Sraffa argued that neo-classical economists subsequently over-generalised this “law”, applying it wholesale to all industry, far beyond its intended domain of validity. But even in the cases where it is valid, the assumed “geometry” of supply and demand will not apply! Prof Keen explains why:
“However, such a broadly definedind industry [as agriculture] is so big that it changes in its output must affect other industries. In particular, an attempt to increase agricultural output will affect the price of the chief input – labour – as it takes workers away from other industries …
if increasing the supply of agriculture changes the relative prices of land and labour, then it will also change the distribution of income. As we saw in Chapter 2 [see Part 1], changing the distribution of income changes the demand curve. There are different demand curves for every different supply curve for agriculture. This makes it impossible to draw independent demand and supply curves that intersect in just one place.”

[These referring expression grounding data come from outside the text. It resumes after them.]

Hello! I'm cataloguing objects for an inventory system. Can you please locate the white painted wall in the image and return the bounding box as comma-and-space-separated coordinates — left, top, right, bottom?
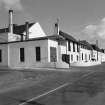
0, 44, 8, 66
79, 48, 92, 62
48, 39, 59, 62
23, 22, 46, 38
9, 40, 48, 67
0, 33, 8, 42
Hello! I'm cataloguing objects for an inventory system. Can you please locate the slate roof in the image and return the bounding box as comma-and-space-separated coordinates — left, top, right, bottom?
0, 23, 34, 34
79, 40, 93, 50
59, 30, 78, 43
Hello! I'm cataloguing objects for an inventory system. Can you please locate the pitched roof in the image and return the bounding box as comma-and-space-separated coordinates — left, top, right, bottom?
59, 30, 78, 43
91, 44, 101, 52
79, 40, 93, 50
0, 23, 34, 34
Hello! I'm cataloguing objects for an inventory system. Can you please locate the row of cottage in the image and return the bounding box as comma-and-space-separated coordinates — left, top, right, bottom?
0, 10, 105, 68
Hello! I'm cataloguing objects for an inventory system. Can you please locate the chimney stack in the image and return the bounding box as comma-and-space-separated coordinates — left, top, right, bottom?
9, 10, 13, 33
25, 22, 29, 40
96, 40, 98, 47
54, 19, 59, 35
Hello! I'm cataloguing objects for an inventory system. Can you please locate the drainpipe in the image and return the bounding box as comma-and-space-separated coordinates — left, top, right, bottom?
25, 22, 29, 40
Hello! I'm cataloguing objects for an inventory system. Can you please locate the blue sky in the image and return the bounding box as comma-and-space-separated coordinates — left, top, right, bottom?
0, 0, 105, 48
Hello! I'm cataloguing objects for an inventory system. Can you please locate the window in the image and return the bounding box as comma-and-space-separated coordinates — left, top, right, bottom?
20, 48, 25, 62
71, 55, 73, 61
89, 54, 90, 60
73, 42, 75, 52
77, 55, 79, 61
0, 50, 2, 62
82, 53, 83, 60
77, 44, 79, 52
50, 47, 57, 62
36, 47, 41, 61
68, 41, 71, 51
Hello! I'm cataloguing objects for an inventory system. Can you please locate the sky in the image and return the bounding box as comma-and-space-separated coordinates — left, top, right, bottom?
0, 0, 105, 48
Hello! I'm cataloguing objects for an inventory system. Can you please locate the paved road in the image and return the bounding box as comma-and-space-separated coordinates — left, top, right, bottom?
0, 64, 105, 105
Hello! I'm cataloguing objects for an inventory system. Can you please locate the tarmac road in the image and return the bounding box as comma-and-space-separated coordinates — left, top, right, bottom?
0, 64, 105, 105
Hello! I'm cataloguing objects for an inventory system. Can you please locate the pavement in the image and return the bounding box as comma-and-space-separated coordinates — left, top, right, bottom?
0, 64, 105, 105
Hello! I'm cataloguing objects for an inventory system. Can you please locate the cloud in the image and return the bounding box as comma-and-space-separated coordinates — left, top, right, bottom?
0, 0, 23, 10
83, 18, 105, 39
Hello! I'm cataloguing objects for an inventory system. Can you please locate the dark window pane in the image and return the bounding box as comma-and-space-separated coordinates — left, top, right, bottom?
0, 50, 2, 62
20, 48, 25, 62
36, 47, 41, 61
50, 47, 57, 62
68, 41, 71, 51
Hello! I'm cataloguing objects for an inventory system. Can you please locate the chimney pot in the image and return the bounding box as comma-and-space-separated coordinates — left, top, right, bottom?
25, 22, 29, 40
9, 10, 13, 33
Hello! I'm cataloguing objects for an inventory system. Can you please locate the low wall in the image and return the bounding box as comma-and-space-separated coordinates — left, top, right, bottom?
71, 61, 101, 67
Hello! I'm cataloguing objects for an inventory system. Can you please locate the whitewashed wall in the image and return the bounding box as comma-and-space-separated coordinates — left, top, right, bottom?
9, 40, 48, 67
0, 44, 8, 66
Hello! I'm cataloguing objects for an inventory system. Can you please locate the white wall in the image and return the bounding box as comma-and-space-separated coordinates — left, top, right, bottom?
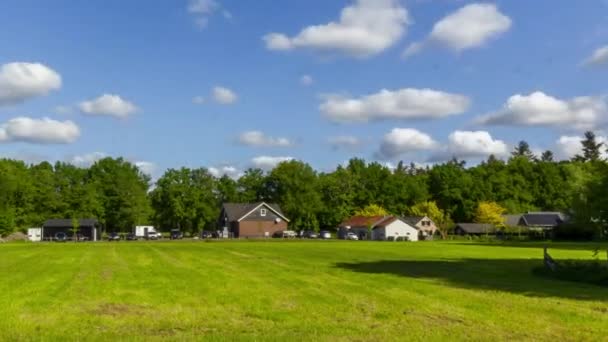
372, 220, 418, 241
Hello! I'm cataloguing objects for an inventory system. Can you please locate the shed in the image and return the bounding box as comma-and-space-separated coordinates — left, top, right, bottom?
42, 219, 102, 241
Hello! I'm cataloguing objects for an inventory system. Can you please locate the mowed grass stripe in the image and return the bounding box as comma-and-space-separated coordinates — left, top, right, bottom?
0, 241, 608, 341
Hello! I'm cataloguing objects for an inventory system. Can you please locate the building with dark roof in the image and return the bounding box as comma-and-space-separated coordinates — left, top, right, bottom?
218, 202, 289, 238
42, 219, 102, 241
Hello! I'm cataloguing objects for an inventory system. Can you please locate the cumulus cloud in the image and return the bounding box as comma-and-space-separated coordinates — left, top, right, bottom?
327, 135, 361, 150
583, 45, 608, 66
300, 75, 314, 86
213, 86, 238, 105
319, 88, 471, 122
239, 131, 292, 147
134, 160, 158, 177
377, 128, 438, 159
192, 96, 205, 104
207, 165, 243, 179
68, 152, 108, 168
263, 0, 409, 57
78, 94, 138, 118
439, 131, 509, 159
251, 156, 294, 171
476, 91, 608, 130
0, 62, 61, 106
0, 117, 80, 144
404, 3, 512, 57
188, 0, 223, 29
555, 135, 608, 159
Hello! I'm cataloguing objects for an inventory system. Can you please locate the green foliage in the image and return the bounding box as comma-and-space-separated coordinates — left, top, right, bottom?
475, 202, 506, 228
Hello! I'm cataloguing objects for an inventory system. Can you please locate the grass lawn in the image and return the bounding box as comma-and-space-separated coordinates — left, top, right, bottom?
0, 241, 608, 341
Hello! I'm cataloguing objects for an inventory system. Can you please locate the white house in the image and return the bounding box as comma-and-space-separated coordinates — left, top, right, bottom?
372, 216, 418, 241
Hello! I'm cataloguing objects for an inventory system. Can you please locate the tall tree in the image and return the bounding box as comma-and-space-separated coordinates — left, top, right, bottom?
574, 131, 604, 162
266, 160, 322, 230
511, 140, 536, 160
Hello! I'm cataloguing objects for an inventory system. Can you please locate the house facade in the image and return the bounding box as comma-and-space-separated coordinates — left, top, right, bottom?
402, 216, 439, 240
218, 202, 289, 238
338, 216, 419, 241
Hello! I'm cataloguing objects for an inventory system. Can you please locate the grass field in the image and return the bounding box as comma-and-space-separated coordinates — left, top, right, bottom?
0, 241, 608, 341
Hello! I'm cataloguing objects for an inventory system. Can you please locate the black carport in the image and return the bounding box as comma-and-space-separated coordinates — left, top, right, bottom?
42, 219, 101, 241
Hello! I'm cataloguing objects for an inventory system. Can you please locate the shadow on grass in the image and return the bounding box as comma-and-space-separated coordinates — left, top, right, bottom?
335, 259, 608, 301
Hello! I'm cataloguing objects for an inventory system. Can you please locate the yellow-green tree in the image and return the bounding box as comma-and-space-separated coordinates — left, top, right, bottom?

Only “broadly defined” industries like agriculture will satisfy the law of diminishing marginal returns, but then in these cases we lose axiom #3. Thus Sraffa argues that the predictability of the theory of supply and demand, our very ability to construct geometric “proofs” of what markets will do, break down precisely in the cases where the law of diminishing marginal returns is a good approximation!
In such cases, instead of independent supply and demand curves, there is a feedback between supply and demand. We’re back to the idea from Part 2 that economics must abandon the idea of “equilibrium” and learn to include non-linear dynamics in its models.
Hence the axioms 1-3 are never simultaneously valid. It is impossible to say whether a minimum wage increases or decreases unemployment. The argument that it increases it is a specious one, based upon a theory of supply that doesn’t apply to real firms. It is not sensible to base public policy on the conclusions of an economic theory deriving from false axioms. In other words, the economy is not flat, so the angles of a triangle do not sum to 180 degrees!